First, dilemmas are fact-specific. The right course of action for dilemma number 9 depends on whether the sanction letter gives the auditor discretion beyond the mechanical 180-day definition, what the bank’s internal policy says about auditor judgment versus mechanical criteria and what the specific goods are and what their market looks like. An answer that fits a textile manufacturer’s finished fabric does not necessarily fit a pharmaceutical manufacturer’s formulated products.

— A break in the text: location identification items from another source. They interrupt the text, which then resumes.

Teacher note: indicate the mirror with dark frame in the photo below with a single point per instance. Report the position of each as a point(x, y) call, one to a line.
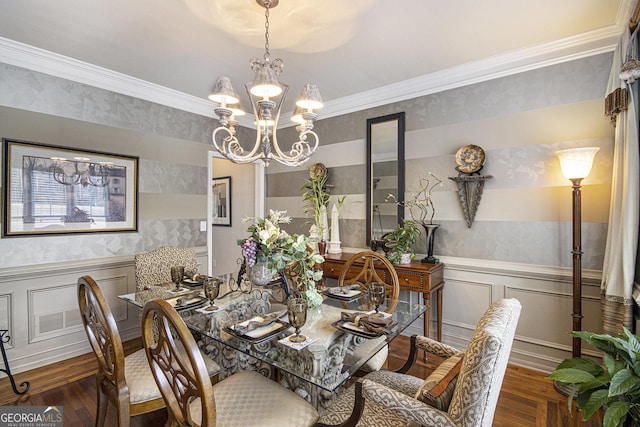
point(385, 175)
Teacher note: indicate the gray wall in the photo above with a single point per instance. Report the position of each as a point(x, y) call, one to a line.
point(172, 146)
point(519, 120)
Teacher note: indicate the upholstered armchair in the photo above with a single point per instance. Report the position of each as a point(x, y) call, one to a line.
point(462, 392)
point(154, 267)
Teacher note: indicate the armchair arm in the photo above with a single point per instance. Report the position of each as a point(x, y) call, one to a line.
point(436, 347)
point(405, 406)
point(430, 346)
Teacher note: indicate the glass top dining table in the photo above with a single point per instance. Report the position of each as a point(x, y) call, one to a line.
point(332, 353)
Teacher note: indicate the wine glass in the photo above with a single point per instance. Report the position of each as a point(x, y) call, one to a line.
point(177, 274)
point(297, 311)
point(211, 291)
point(377, 294)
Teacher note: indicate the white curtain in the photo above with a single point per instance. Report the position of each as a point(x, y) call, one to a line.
point(618, 290)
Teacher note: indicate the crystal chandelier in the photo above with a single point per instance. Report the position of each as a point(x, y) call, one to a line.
point(267, 95)
point(80, 171)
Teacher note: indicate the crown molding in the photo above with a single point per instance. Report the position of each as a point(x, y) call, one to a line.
point(43, 61)
point(518, 61)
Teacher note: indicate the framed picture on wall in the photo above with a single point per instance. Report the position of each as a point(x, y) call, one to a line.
point(221, 201)
point(58, 190)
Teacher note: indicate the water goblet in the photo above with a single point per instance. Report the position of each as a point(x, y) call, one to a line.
point(297, 311)
point(377, 294)
point(211, 291)
point(177, 274)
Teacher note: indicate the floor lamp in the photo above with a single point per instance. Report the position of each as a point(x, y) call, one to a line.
point(576, 164)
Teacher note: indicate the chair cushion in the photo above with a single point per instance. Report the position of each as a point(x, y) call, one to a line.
point(340, 407)
point(154, 267)
point(437, 388)
point(137, 373)
point(376, 362)
point(249, 399)
point(406, 384)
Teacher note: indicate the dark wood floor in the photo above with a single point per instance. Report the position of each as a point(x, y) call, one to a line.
point(527, 399)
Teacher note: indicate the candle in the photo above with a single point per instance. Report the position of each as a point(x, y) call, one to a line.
point(335, 228)
point(325, 225)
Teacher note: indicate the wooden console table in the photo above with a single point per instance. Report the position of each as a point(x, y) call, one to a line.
point(416, 277)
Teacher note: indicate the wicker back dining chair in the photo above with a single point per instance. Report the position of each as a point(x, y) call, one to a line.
point(375, 268)
point(154, 267)
point(243, 399)
point(125, 381)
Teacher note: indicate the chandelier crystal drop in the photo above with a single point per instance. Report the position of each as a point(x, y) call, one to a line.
point(267, 95)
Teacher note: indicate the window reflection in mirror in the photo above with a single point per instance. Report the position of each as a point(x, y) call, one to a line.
point(385, 174)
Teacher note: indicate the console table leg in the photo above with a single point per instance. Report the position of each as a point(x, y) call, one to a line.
point(4, 338)
point(439, 313)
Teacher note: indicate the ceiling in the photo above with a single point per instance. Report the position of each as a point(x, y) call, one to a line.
point(358, 52)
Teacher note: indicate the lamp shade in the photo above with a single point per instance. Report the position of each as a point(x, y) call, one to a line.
point(576, 162)
point(296, 116)
point(310, 97)
point(223, 92)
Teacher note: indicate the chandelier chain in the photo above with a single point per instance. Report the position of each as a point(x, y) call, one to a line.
point(266, 30)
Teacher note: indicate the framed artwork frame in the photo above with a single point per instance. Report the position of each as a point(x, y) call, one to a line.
point(221, 201)
point(50, 189)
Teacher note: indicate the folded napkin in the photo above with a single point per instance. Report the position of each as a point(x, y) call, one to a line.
point(370, 322)
point(337, 290)
point(256, 322)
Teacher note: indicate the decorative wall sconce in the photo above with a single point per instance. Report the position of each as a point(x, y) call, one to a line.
point(469, 161)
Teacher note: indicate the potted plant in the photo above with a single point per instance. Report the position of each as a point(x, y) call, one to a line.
point(421, 210)
point(316, 198)
point(614, 387)
point(400, 242)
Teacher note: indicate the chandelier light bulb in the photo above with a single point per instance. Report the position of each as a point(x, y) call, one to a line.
point(267, 95)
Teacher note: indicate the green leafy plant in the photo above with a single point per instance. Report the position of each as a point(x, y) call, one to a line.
point(315, 195)
point(614, 386)
point(400, 241)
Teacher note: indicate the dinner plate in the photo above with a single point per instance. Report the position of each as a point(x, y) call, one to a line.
point(261, 334)
point(348, 295)
point(184, 303)
point(351, 328)
point(191, 283)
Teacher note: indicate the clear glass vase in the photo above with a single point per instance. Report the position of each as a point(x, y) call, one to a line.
point(260, 274)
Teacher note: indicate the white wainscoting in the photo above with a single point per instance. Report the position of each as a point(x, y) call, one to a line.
point(38, 305)
point(542, 339)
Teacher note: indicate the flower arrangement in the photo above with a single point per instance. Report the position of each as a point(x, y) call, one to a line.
point(265, 238)
point(290, 255)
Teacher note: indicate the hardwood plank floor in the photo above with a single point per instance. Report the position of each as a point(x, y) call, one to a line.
point(527, 398)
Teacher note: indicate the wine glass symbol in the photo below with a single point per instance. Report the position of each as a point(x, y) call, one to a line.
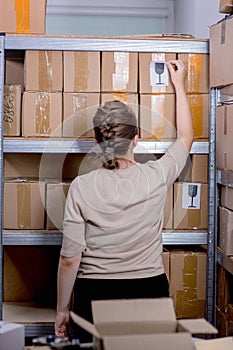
point(159, 69)
point(192, 192)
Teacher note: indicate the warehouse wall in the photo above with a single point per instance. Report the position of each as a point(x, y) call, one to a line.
point(195, 16)
point(132, 17)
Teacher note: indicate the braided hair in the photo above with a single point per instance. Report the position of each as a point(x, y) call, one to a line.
point(115, 126)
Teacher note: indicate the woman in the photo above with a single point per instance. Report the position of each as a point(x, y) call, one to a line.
point(112, 244)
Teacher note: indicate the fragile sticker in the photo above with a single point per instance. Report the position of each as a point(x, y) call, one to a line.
point(191, 195)
point(158, 73)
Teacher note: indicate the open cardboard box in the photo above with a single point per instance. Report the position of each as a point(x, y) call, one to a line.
point(140, 324)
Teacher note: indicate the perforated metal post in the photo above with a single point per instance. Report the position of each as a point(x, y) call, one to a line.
point(1, 162)
point(212, 215)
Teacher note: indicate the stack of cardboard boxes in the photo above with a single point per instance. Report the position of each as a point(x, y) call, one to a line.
point(54, 94)
point(59, 100)
point(221, 77)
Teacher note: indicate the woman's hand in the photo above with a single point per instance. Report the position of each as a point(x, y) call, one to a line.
point(178, 73)
point(61, 324)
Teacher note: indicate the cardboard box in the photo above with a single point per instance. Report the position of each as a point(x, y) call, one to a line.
point(119, 72)
point(81, 71)
point(11, 336)
point(23, 205)
point(224, 288)
point(148, 82)
point(29, 276)
point(14, 71)
point(55, 204)
point(221, 53)
point(78, 112)
point(224, 321)
point(140, 324)
point(43, 71)
point(42, 114)
point(128, 98)
point(197, 66)
point(188, 283)
point(215, 344)
point(12, 110)
point(157, 116)
point(224, 142)
point(168, 211)
point(196, 169)
point(225, 230)
point(226, 6)
point(199, 107)
point(190, 212)
point(23, 16)
point(226, 197)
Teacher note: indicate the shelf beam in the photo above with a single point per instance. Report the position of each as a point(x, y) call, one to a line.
point(44, 238)
point(85, 146)
point(71, 43)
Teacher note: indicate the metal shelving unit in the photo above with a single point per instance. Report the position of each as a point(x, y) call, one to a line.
point(18, 43)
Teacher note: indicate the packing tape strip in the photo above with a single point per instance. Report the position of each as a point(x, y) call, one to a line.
point(22, 11)
point(24, 205)
point(196, 108)
point(80, 71)
point(158, 116)
point(195, 69)
point(45, 70)
point(42, 122)
point(120, 78)
point(158, 57)
point(79, 106)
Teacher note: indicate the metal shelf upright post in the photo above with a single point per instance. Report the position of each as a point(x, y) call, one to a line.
point(2, 63)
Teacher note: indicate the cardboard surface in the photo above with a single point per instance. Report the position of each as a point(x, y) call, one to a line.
point(12, 110)
point(226, 230)
point(11, 336)
point(221, 46)
point(197, 66)
point(43, 71)
point(226, 6)
point(146, 85)
point(129, 98)
point(14, 71)
point(23, 16)
point(23, 205)
point(42, 114)
point(55, 204)
point(224, 127)
point(157, 116)
point(130, 323)
point(81, 71)
point(78, 113)
point(196, 169)
point(30, 275)
point(119, 72)
point(188, 283)
point(186, 217)
point(199, 108)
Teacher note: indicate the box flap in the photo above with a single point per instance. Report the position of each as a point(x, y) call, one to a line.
point(131, 310)
point(181, 341)
point(89, 327)
point(115, 317)
point(196, 326)
point(216, 344)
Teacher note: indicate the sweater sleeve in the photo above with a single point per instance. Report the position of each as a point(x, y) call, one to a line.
point(73, 224)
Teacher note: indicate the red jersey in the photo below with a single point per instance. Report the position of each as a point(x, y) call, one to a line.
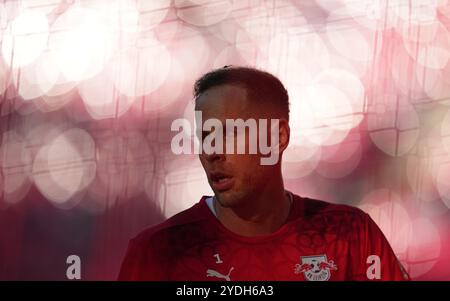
point(319, 241)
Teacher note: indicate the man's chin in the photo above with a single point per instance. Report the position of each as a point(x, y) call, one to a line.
point(228, 199)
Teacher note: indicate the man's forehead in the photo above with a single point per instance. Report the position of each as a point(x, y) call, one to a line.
point(226, 101)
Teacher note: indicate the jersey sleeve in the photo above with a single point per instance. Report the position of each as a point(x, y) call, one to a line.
point(375, 259)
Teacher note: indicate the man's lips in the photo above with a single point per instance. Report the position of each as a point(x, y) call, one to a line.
point(221, 181)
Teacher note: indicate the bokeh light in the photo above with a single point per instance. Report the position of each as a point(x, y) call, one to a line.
point(89, 89)
point(65, 167)
point(25, 38)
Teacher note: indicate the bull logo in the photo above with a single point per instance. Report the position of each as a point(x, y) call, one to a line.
point(315, 268)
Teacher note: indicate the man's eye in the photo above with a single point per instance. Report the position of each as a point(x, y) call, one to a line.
point(205, 134)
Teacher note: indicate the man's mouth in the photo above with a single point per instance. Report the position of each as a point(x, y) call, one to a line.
point(221, 181)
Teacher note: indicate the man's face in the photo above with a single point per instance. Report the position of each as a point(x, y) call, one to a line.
point(233, 177)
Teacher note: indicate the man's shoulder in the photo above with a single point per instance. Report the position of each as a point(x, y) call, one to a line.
point(174, 227)
point(319, 208)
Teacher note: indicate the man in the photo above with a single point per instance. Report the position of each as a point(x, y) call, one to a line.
point(252, 228)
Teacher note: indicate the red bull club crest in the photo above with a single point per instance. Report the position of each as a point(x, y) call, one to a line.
point(315, 268)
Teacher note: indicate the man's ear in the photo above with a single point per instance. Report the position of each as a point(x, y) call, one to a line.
point(284, 134)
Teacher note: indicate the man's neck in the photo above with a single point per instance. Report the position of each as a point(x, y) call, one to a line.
point(262, 215)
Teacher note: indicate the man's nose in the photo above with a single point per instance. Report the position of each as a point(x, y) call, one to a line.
point(215, 157)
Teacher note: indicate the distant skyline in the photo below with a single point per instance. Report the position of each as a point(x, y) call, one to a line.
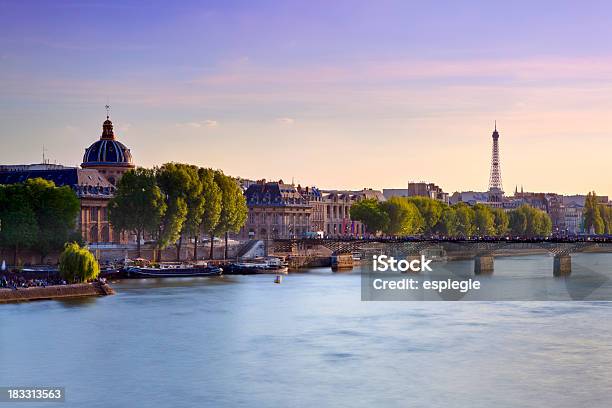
point(341, 94)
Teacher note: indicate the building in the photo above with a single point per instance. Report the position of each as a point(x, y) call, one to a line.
point(420, 189)
point(107, 155)
point(338, 204)
point(317, 212)
point(276, 210)
point(104, 162)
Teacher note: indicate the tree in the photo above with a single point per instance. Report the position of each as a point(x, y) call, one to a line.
point(234, 210)
point(19, 226)
point(191, 194)
point(464, 218)
point(430, 210)
point(593, 221)
point(371, 214)
point(56, 210)
point(212, 206)
point(483, 220)
point(447, 225)
point(173, 181)
point(500, 221)
point(529, 222)
point(606, 215)
point(404, 217)
point(77, 264)
point(138, 205)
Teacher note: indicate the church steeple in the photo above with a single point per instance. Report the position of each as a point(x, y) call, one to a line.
point(107, 130)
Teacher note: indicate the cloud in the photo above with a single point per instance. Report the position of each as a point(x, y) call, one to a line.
point(285, 121)
point(209, 123)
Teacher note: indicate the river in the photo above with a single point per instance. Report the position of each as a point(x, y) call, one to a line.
point(310, 341)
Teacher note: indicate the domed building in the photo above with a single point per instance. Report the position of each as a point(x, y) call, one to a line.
point(108, 155)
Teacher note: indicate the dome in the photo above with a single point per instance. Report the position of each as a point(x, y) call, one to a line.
point(107, 150)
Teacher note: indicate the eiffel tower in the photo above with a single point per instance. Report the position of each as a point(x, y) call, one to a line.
point(496, 191)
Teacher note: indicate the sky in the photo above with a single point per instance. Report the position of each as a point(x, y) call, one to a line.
point(341, 95)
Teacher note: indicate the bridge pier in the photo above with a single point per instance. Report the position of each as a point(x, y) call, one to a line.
point(562, 265)
point(483, 264)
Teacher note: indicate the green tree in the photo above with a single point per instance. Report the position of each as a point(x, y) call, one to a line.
point(371, 214)
point(464, 218)
point(592, 220)
point(234, 210)
point(56, 210)
point(483, 220)
point(529, 222)
point(447, 225)
point(404, 217)
point(212, 206)
point(172, 180)
point(138, 205)
point(501, 221)
point(606, 215)
point(192, 195)
point(77, 264)
point(430, 210)
point(19, 228)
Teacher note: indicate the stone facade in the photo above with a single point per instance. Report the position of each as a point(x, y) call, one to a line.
point(276, 210)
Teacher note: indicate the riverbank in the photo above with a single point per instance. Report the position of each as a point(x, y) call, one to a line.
point(55, 292)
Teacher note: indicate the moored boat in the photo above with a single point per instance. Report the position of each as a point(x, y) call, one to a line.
point(272, 265)
point(171, 271)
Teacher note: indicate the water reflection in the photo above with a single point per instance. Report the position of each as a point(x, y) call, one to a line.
point(245, 341)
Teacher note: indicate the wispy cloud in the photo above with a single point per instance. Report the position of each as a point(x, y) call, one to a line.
point(285, 121)
point(209, 123)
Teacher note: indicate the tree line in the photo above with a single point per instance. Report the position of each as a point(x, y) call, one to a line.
point(597, 217)
point(402, 216)
point(175, 202)
point(37, 215)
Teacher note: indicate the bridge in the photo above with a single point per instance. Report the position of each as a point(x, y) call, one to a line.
point(482, 250)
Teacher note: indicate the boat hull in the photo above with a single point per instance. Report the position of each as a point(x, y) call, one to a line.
point(136, 272)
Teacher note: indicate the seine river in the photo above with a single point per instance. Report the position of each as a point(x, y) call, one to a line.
point(311, 341)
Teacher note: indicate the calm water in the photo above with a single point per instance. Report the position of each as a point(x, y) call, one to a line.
point(244, 341)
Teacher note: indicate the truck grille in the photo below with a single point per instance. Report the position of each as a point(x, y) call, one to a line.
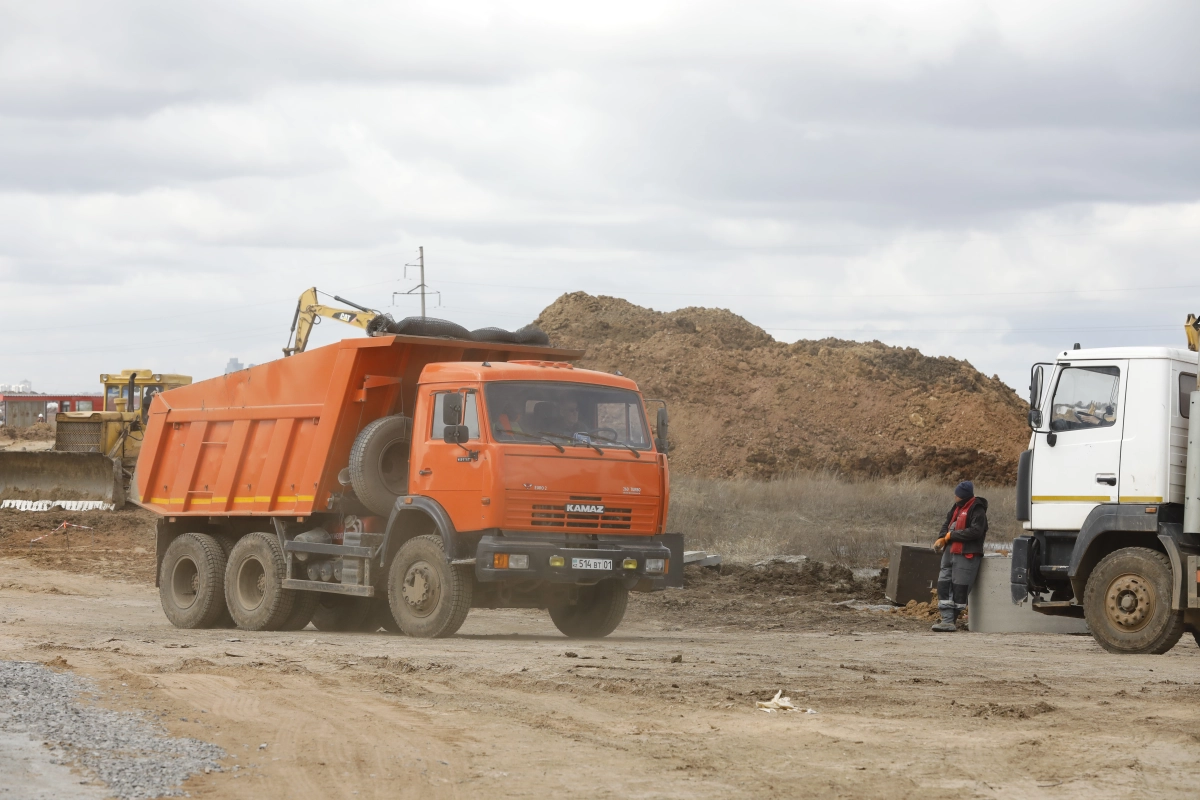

Second, dilemmas involve trade-offs, not solutions. When the borrower’s promoter asks you to suppress a finding, the choice is not between a right answer and a wrong answer. The choice is between professional integrity (which protects your standing but damages the relationship) and commercial accommodation (which preserves the relationship but creates professional risk). Both paths have real consequences. Pretending that one path has no downside is dishonest.
Third, dilemmas are where professional judgment lives. If every situation had a clear, prescriptive answer, stock audits could be done by a checklist and the profession would not need experienced practitioners. The reason experience matters, the reason a 600+ audit veteran approaches these situations differently from a first-year, is that the veteran has encountered these dilemmas before, has seen the consequences of different choices and has developed a calibrated sense of which trade-offs are acceptable and which are not. That calibration cannot be transferred through an article. It comes from practice.
What I hope this article does is something different. I hope it gives every borrower, every stock auditor and every banker permission to acknowledge that these situations exist, that they are genuinely difficult and that the discomfort they create is not a sign of incompetence but a sign that the professional is paying attention to the complexity of the engagement.
The auditor who has never felt uncomfortable during a stock audit has either been extraordinarily lucky or has not been looking hard enough.
Disclaimer and Limitation
The views expressed in this article are the personal views and professional observations of the author. They are not intended to constitute legal advice, regulatory guidance, or a definitive interpretation of any law, rule, standard, or professional pronouncement.
The dilemmas described are illustrative scenarios based on the author’s experience across multiple engagements and sectors. They do not refer to any specific borrower, bank, auditor, or engagement. Any resemblance to a specific situation is coincidental.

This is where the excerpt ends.